New demands by the Algerian government for high prices for their natural gas threaten to delay the opening of the new 2500-kilometer Italo-Algerian pipeline and to make the project uneconomic from Italy's point of view.
An Italian delegation returned emptyhanded from Algiers last month after failing to convince the Algerians to stick to the terms of the original 1977 contract between Italy's national gas company, Snam, and its Algerian counterpart, Sonatrach.
Italian officials appear optimistic that a compromise eventually will be reached. But the pipeline's inauguration by Italian President Sandro Pertini has been postponed from this month, and for the time being another date has not been set.
The new price requests by the Algerians reportedly would cost Italy $1 billion a year more now, and double that in 1985, than the price set by the original 1977 contract.
Italian officials point out that that the price, indexed to the prices of diesel oil and fuel oil, already has tripled.
Current Algerian demands of $5.50 per million British thermal units (mBTU)--rising eventually to the oil equivalent price of $7.70--would make the cost of Algerian natural gas uncompetitive on the Italian market.
A spokesman for Snam said that if the new Algerian demands were met, Algerian gas would cost 338 lire a cubic meter here compared with the current price of 240 lire a cubic meter.
In recent years, the Algerians have adopted a policy of seeking oil-equivalent prices for their enormous reserves of natural gas. Negotiations with the French are stalled, and a hefty contract for liquified natural gas with the U.S. El Paso Co. has never become operative because of the increased Algerian demands.
But the 25-year contract with Italy represents the Algerians' largest natural gas investment to date. Indeed, to explain their optimism that a compromise will be reached, officials at Snam and at its mother company, Eni, point to the excellent ongoing technical collaboration between the two parties as well as to the fact that when the project is completed the Algerians themselves will have spent more than $1.7 billion.
The contract commits the Algerians to providing Italy with 4 billion cubic meters of gas this year, rising to 12.36 billion cubic meters by 1985 and until 2006. But once a second tube is laid in the Algerian sector, the pipeline's capacity could rise to as high as 18 billion cubic meters a year.
The pipeline, which took four years to build, runs from an altitude of 750 meters in the Algerian Sahara and, when finally completed in late 1982 or early 1983, will end near Bologna in Northern Italy.

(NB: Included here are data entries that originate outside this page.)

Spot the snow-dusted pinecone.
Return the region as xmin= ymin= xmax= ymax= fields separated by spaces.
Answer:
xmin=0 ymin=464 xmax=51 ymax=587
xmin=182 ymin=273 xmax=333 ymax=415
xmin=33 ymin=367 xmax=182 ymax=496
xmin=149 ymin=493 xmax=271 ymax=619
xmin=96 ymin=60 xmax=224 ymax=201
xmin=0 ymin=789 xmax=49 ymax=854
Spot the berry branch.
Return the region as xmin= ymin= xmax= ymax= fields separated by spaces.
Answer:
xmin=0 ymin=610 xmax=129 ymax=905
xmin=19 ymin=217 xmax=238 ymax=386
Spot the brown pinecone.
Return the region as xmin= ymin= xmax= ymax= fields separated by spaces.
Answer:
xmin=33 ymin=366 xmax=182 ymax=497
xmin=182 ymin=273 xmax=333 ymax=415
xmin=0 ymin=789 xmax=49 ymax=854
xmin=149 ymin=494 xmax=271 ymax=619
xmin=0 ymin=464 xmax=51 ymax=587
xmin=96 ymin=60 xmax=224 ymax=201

Construction has reached the Southern Italian region of Calabria.
The 550 kilometers of pipeline in the Algerian section were financed entirely by the Algerian government, which also paid one-half the high cost of laying three 20-inch pipes across a 156-kilometer underwater stretch below the Sicilian channel at record depths of up to 610 meters.
The pipeline also crosses Tunisia, Sicily and more than 1,000 kilometers on the Italian peninsula. Once completed, the entire cost will be $4.4 billion, 60 percent of which will have been financed by the Italians, 40 percent by the Algerians.
The Italian decision to import such huge quantities of gas from Algeria reflects the fact that natural gas is both cheaper than oil and cleaner.
In 1979 Italy consumed 27.6 billion cubic meters of gas, equal to 15 1/2 percent of its total energy needs. More than 46 percent of this was domestic production, with the remainder imported from The Netherlands, the Soviet Union and Libya, in that order.
The 12.3 billion cubic meters to be imported annually from Algeria starting in 1985 will bring total Italian gas consumption to 40 billion cubic meters, equal to 20 percent of the country's energy needs. A new Italian energy plan seeks to reduce dependence on oil, now representing 67 percent of energy consumption.